I have been interested in analysing temperature trends measured by weather stations in the Sahara region. This is for two main reasons. The first is that with so little humidity in the atmosphere any effects caused just by increases in CO2 concentrations should be more evident. Water vapor is the Earth’s dominant greenhouse gas and any changes in humidity either naturally or perhaps linked to climate feedbacks are difficult to untangle from CO2 increases. Consequently arid places with little changes in humidity should help to reduce this uncertainty. The second reason is that the Sahara has not seen such massive human development as seen in other places. I have downloaded the HADCRU station data released in July 2011 from the Met Office available here. I have also been using and modifying the PERL files kindly provided which are used to calculated the gridded data for global temperature “anomalies”. The details of this are taken from the HadCru site below.

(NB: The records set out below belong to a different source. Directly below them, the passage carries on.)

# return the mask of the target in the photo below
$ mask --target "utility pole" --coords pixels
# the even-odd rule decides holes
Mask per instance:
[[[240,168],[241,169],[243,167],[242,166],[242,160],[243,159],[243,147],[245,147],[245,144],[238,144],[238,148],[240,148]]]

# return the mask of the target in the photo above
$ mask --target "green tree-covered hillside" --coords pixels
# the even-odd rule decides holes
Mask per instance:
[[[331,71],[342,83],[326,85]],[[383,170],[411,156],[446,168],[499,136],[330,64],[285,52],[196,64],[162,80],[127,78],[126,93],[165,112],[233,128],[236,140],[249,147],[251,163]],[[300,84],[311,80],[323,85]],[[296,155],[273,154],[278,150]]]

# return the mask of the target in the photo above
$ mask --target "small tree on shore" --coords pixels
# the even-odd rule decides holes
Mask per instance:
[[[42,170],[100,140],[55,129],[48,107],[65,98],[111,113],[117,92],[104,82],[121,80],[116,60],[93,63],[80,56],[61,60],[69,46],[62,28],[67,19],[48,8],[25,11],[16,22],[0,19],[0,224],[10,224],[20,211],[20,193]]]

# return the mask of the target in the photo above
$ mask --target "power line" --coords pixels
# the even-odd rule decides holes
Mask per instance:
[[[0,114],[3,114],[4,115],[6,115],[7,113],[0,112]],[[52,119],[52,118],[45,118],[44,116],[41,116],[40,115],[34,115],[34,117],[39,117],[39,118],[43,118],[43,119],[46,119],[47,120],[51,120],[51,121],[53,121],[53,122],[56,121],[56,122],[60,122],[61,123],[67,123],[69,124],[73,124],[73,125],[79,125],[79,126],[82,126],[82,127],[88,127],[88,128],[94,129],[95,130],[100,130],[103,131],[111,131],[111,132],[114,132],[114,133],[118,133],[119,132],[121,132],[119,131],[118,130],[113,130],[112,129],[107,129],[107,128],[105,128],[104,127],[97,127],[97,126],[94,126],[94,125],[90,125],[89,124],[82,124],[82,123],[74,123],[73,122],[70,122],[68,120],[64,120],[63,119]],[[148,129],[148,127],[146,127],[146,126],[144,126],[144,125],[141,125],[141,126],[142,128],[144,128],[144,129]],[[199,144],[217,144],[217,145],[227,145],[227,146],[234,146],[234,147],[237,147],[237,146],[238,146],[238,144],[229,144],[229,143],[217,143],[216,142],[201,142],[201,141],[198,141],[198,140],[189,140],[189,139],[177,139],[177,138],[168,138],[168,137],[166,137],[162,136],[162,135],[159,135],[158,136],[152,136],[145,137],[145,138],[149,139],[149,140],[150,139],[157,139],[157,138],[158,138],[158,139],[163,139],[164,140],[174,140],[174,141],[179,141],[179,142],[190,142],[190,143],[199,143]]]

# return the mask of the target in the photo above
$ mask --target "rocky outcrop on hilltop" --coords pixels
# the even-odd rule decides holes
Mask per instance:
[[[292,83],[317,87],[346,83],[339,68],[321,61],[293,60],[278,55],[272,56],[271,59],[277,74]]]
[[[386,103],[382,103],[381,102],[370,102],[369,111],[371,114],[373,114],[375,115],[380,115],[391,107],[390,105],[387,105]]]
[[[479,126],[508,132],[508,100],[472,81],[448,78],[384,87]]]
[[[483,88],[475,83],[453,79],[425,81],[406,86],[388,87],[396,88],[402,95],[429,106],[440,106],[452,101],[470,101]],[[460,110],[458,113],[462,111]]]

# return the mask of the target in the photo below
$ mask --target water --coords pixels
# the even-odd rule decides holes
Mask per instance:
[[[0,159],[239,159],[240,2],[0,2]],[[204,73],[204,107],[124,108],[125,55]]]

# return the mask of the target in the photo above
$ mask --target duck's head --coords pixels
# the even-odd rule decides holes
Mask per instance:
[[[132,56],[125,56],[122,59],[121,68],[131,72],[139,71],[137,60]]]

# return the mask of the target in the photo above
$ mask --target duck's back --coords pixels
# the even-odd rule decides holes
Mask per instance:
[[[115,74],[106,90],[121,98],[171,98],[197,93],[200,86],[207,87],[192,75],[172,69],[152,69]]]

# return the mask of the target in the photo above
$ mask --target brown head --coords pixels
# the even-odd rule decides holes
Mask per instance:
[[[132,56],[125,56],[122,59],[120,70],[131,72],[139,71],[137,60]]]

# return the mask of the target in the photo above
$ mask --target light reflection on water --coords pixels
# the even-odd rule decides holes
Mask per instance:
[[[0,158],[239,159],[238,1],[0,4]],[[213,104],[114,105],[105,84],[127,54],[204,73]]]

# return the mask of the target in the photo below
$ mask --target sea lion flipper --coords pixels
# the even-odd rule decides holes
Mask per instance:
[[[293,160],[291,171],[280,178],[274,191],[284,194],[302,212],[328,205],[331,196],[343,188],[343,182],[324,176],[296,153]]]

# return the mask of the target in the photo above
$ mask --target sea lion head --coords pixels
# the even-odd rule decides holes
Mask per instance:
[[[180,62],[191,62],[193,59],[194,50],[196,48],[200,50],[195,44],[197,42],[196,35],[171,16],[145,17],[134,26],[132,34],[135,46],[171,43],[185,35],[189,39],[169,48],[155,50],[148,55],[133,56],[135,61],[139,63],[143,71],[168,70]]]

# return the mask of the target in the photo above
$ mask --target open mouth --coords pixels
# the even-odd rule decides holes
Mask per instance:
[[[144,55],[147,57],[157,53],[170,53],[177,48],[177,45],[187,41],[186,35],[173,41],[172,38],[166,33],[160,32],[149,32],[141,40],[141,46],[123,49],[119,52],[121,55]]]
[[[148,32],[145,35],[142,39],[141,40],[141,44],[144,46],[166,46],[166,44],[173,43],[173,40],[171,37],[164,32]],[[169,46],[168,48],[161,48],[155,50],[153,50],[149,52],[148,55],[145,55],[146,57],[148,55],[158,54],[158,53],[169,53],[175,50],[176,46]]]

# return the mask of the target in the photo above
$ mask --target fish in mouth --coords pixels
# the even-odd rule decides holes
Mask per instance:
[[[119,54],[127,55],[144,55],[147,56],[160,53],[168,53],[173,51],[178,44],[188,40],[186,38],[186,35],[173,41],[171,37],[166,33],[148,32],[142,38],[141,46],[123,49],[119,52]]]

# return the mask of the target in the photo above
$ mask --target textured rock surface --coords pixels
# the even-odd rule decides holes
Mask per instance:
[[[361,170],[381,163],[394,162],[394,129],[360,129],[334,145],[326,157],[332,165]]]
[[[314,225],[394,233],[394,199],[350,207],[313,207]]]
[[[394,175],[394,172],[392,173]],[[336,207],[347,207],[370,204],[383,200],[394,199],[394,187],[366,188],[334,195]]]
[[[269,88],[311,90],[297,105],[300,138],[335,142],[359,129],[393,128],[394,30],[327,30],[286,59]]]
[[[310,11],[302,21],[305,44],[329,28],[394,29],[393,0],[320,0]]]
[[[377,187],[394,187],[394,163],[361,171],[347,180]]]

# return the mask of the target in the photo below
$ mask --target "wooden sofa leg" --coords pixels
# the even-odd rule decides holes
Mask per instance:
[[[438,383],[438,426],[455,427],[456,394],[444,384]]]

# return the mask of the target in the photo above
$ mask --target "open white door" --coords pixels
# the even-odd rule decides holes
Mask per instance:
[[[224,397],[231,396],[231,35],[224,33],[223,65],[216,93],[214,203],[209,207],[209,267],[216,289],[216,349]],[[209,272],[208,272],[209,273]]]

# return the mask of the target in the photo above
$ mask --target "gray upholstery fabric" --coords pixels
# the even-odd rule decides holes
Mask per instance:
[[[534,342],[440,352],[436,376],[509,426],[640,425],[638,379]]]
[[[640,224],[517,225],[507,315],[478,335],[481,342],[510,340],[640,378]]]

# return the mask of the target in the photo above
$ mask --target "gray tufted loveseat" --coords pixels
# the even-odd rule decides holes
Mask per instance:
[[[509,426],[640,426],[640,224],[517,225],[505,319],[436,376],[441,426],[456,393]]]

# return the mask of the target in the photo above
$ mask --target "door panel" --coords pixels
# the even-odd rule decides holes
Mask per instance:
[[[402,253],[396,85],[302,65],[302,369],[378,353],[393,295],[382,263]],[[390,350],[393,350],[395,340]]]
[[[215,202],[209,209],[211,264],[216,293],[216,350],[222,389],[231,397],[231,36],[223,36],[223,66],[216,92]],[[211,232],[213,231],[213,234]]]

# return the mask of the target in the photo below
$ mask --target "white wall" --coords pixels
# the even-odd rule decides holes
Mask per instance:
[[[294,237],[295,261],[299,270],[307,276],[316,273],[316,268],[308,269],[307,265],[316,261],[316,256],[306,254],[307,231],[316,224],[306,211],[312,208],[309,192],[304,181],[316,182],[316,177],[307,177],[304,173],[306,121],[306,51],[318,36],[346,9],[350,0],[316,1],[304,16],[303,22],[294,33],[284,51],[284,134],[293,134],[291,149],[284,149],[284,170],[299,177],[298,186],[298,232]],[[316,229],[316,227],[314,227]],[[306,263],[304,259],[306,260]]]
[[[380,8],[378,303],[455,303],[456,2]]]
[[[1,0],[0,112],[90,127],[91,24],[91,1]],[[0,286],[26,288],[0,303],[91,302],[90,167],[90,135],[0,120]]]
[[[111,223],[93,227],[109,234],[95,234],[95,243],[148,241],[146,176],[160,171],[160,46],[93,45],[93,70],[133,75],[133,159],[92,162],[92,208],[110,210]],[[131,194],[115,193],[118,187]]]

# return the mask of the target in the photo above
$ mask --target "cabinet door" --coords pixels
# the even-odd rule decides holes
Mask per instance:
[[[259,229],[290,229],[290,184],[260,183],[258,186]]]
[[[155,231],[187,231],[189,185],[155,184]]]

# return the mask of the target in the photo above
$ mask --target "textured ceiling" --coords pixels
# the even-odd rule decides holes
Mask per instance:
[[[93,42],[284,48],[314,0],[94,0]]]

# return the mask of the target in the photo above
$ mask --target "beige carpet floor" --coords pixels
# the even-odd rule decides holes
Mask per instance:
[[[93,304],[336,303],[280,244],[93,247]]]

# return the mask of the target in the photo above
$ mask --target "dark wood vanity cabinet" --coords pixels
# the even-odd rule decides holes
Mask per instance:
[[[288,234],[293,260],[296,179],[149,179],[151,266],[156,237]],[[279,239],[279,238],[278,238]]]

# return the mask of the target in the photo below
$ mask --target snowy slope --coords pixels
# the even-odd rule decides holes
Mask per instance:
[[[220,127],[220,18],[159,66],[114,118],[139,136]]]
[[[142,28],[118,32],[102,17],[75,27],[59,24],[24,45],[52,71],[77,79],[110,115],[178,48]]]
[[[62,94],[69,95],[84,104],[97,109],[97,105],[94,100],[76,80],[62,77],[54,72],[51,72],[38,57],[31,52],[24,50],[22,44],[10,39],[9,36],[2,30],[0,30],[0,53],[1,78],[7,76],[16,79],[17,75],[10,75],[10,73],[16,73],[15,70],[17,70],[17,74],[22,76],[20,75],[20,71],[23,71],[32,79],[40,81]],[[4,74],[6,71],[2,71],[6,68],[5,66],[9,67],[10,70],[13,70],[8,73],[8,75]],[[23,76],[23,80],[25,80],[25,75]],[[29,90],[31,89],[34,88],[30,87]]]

“Stations on land are at different elevations, and different countries estimate average monthly temperatures using different methods and formulae. To avoid biases that could result from these problems, monthly average temperatures are reduced to anomalies from the period with best coverage (1961-90). For stations to be used, an estimate of the base period average must be calculated. Because many stations do not have complete records for the 1961-90 period several methods have been developed to estimate 1961-90 averages from neighbouring records or using other sources of data. “
To identify relevant Saharan stations for the study, I selected those stations whose latitude and longitude lie between LAT[15,28] and LON[-12,30]. When doing this I noticed that the files actually use Lon positive heading west which is oposite to normal so I had to correct for this. Each station was also required to have data covering at least the period 1960 – 2000. There were 18 stations which satisfied these criteria as follows:
IN SALAH Algeria TAMANRASSET Algeria BILMA Niger AGADEZ Niger TESSALIT Mali KIDAL Mali TOMBOUCTOU Mali GAO Mali NIORO DU SAHEL Mali NARA Mali HOMBORI Mali MENAKA Mali BIR MOGHREIN Mauritania TIDJIKJA Mauritania SEBHA Libya KUFRA Libya DAKHLA Egypt FAYALARGEAU Chad
For each of these stations the data provide the average monthly temperature over time and the calculated “normals” and standard deviations. Using these temperature values and after subtracting the “normals”, the anomalies for each of the 18 stations are then calculated. An example “snippet” from the station file for FAYALARGEAU, Chad is shown below
Number= 647530 Name= FAYALARGEAU Country= CHAD Lat= 18.0 Long= -19.1 Height= -999 Start year= 1946 End year= 2007 First Good year= 1946 Source ID= 10 Source file= Jones+Anders Jones data to= 1977 Normals source= Data Normals source start year= 1961 Normals source end year= 1977 Normals= 20.2 22.5 26.1 30.6 33.0 34.0 33.1 32.7 32.6 29.4 24.6 21.3 Standard deviations source= Data Standard deviations source start year= 1946 Standard deviations source end year= 1977 Standard deviations= 1.6 1.8 1.6 1.2 1.2 0.9 0.9 1.0 1.2 1.3 1.6 1.6 Obs: 1946 21.9 21.2 26.4 31.8 35.3 35.4 34.3 33.7 34.1 31.2 27.2 22.3 1947 20.9 26.7 26.8 31.2 34.4 36.0 35.0 34.5 34.0 30.9 25.2 23.3 1948 21.4 22.8 23.7 -99.0 34.9 35.4 34.2 33.9 -99.0 28.6 23.7 19.2 1949 20.2 19.7 26.3 28.9 34.0 33.5 32.5 -99.0 31.3 28.8 24.7 19.0 .......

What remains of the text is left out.